Quem circula nas linhas que passam pela região central de Aracaju já deve ter se deparado com a voz do aracajuano/estudante do quinto período de Medicina, da Universidade Federal de Sergipe (UFS), Maxwell Nascimento Santos, que depois de ser desafiado pela namorada colocou em prática um desejo antigo.

“Falei que tinha um sonho de tocar em metô. Como não temos em Sergipe, ela me desafiou a começar naquele momento nos ônibus. Desafio aceito, acabei pegando gosto, devido a receptividade da população, e acabei transformando isso em uma profissão. De lá para cá, já se passaram dois anos. No começo, ela era a responsável por receber a gorjeta. A gente conta também com a parceria dos cobradores e motoristas que são legais comigo, abrindo as portas dos ônibus para fazer meu show”, conta.

Com o violão nas mãos, ele quebra a rotina da viagem enfrentando o desafio de se equilibrar com o balanço e freadas do veículo. Tem ainda as situações que os passageiros vão chegando, se apertando e nem sempre dá para tocar de forma confortável. Mas quando sobra espaço, Maxwell não hesita em sentar e dá um show de acordes para o público itinerante e generoso.

“A maior arrecadação que já tive foi de R$ 50, só uma pessoa me deu 20. Foi o dia que mais fiquei impressionado com a generosidade das pessoas. O dinheiro que vem das doações nos ônibus ajuda a pagar minhas dívidas. No início, também ajudava aos meus pais”

O filho de caminhoneiro e de uma dona de casa tem pouco tempo para mostrar o talento para o público, que muitas vezes sobe em um ponto e deixa o veículo a menos de um quilômetro. “As pessoas aplaudem, dão parabéns e incentivam.
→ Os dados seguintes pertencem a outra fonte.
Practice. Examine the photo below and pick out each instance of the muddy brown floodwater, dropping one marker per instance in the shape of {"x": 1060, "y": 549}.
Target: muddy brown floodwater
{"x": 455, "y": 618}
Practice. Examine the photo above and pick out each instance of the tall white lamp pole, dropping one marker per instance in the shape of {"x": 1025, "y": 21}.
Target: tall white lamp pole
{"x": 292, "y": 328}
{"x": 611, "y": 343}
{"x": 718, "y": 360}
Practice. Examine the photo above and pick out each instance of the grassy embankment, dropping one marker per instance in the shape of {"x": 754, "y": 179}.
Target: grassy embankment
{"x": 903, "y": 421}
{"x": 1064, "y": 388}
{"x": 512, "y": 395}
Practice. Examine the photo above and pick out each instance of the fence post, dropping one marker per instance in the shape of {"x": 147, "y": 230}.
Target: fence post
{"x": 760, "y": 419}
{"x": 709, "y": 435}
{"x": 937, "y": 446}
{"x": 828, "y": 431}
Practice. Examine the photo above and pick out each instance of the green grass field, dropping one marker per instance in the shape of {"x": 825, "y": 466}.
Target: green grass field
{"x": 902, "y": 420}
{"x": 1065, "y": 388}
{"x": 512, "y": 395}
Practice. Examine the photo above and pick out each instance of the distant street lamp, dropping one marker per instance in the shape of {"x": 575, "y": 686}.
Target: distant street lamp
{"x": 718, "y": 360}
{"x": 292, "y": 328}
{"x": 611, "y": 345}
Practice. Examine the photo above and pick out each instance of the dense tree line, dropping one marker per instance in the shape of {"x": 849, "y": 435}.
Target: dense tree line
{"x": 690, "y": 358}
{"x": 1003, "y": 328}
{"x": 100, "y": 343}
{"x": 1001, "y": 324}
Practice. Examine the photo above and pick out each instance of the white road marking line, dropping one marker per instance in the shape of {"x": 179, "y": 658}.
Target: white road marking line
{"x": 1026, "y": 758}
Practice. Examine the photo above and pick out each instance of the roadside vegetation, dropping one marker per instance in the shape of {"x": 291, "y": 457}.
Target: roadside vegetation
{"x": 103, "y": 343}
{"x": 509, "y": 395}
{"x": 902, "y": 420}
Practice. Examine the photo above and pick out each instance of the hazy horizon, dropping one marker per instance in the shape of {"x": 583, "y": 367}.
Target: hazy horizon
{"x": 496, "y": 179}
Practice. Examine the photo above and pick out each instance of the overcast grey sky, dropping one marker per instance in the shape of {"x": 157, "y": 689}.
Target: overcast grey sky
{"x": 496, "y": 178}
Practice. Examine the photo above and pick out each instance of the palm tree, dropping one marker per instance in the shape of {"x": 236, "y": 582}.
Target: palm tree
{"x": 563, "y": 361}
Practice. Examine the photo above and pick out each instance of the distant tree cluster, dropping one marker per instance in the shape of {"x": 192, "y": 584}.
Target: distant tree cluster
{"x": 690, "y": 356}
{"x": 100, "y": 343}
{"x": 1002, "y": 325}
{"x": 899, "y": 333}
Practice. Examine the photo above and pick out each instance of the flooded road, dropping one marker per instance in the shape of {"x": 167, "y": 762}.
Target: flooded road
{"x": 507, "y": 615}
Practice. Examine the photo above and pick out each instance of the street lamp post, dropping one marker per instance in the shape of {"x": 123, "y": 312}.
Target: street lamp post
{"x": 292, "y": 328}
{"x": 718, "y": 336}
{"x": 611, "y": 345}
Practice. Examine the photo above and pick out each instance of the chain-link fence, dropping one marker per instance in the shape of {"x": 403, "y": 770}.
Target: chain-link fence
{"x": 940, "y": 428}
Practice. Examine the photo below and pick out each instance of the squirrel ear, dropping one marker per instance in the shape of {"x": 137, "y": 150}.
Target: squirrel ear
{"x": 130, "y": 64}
Também têm aquelas que mandam mensagens pelas redes sociais dizendo que no dia que me ouviu no ônibus a canção tocou, que ajudou a melhorar o clima e até salvou a vida. Isso é muito bom”, comemora.

“Se tudo que eu fizer for só pra mim não vale de nada. A medicina é a possibilidade de mostrar que alguém como eu pode ser o que quiser. E não é a história de superação que interessa e sim aquilo que foi feito para se superar. Eu tenho essa pretensão, esse sonho, de que com minha formação eu posso inspirar outras pessoas”, diz.

E completa. “Acredito que a música tem a responsabilidade de trazer uma perspectiva e não só entreter. Vivemos na sociedade líquida, citada pelo sociólogo e filósofo polonês Zygmunt Bauman, em busca de entretenimento e auto-realização egoísta. Em síntese, pra mim, música e medicina são os instrumentos que eu tenho para contrapor essa realidade, que para mim não faz sentido”, afirma.

Por causa do curso de medicina, Max Cuscuz, nome artístico adotado pelo rapaz, diminuiu as apresentações nos ônibus, que atualmente se limitam ao período de férias da universidade. E para não ficar sem renda, ele dá aulas particulares, monitoria, palestras e ainda encontra tempo para se apresentar em barzinho.